If $\vec{u} = < {u}_{1} , {u}_{2} , {u}_{3} >$ and $\vec{v} = < {v}_{1} , {v}_{2} , {v}_{3} >$ then:

$\vec{u} \cdot \vec{v} = {u}_{1} {v}_{1} + {u}_{2} {v}_{2} + {u}_{3} {v}_{3}$

Cross product

Written $\vec{u} \times \vec{v}$, this takes two vectors and produces a vector perpendicular to both of them, or the zero vector if $\vec{u}$ and $\vec{v}$ are parallel.

If $\vec{u} = < {u}_{1} , {u}_{2} , {u}_{3} >$ and $\vec{v} = < {v}_{1} , {v}_{2} , {v}_{3} >$ then:

$\vec{u} \times \vec{v} = < {u}_{2} {v}_{3} - {u}_{3} {v}_{2} , \textcolor{w h i t e}{.} {u}_{3} {v}_{1} - {u}_{1} {v}_{3} , \textcolor{w h i t e}{.} {u}_{1} {v}_{2} - {u}_{2} {v}_{1} >$

This is sometimes described in terms of a determinant of a $3 \times 3$ matrix and the three unit vectors $\hat{i}$, $\hat{j}$, $\hat{k}$:

$\vec{u} \times \vec{v} = \left\mid \begin{matrix}\hat{i} & \hat{j} & \hat{k} \\ {u}_{1} & {u}_{2} & {u}_{3} \\ {v}_{1} & {v}_{2} & {v}_{3}\end{matrix} \right\mid$

Neither dot product nor cross product allow division of vectors.
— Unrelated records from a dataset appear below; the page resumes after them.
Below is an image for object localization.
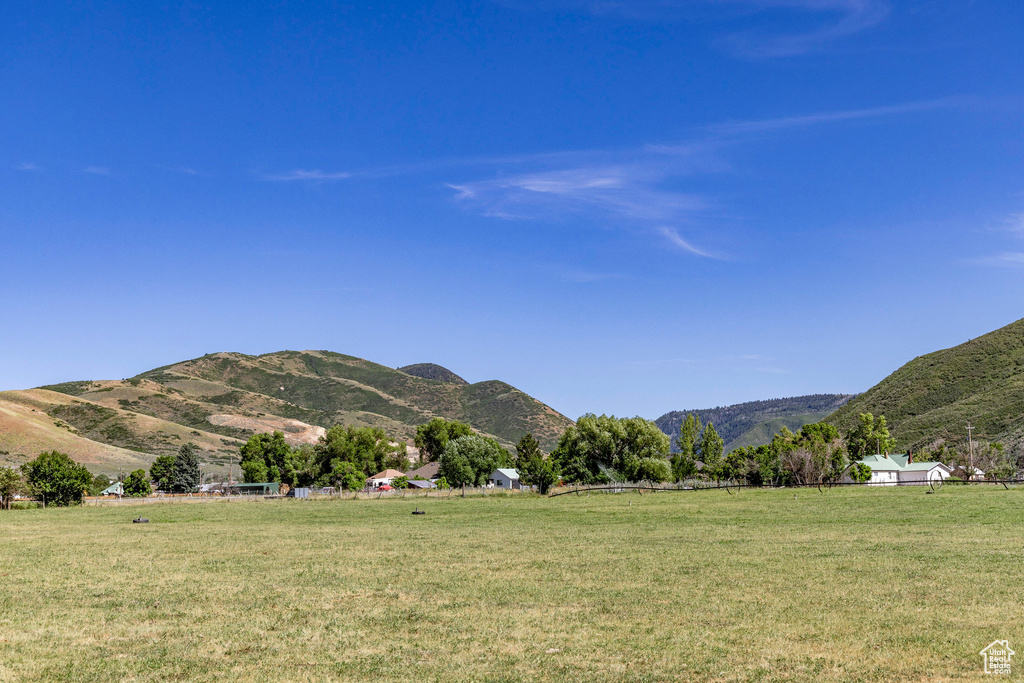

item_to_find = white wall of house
[899,464,949,485]
[867,470,899,486]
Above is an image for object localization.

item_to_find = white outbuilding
[490,469,519,488]
[844,454,952,486]
[899,462,952,485]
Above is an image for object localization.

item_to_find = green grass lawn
[0,486,1024,681]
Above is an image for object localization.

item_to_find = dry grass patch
[0,486,1024,681]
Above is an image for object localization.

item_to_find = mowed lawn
[0,486,1024,681]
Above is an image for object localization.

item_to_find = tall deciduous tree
[672,413,700,481]
[0,467,26,510]
[515,434,558,494]
[438,434,510,486]
[551,414,669,483]
[150,456,174,490]
[416,418,473,462]
[240,431,292,483]
[173,443,200,494]
[309,426,409,487]
[22,451,92,506]
[846,413,896,460]
[697,422,725,479]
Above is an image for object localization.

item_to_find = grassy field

To find how to divide vectors you can look at the quaternions. The quaternions form a $4$ dimensional vector space over the real numbers and have arithmetic with non-commutative multiplication that can be expressed as a combination of dot product and cross product. Actually that's the wrong way around, since quaternion arithmetic predates the modern presentation of vectors, dot and cross products.
$\left({r}_{1} , \vec{{v}_{1}}\right) + \left({r}_{2} , \vec{{v}_{2}}\right) = \left({r}_{1} + {r}_{2} , \vec{{v}_{1}} + \vec{{v}_{2}}\right)$
$\left({r}_{1} , \vec{{v}_{1}}\right) \cdot \left({r}_{2} , \vec{{v}_{2}}\right) = \left({r}_{1} {r}_{2} - \vec{{v}_{1}} \cdot \vec{{v}_{2}} , {r}_{1} \vec{{v}_{2}} + {r}_{2} \vec{{v}_{1}} + \vec{{v}_{1}} \times \vec{{v}_{2}}\right)$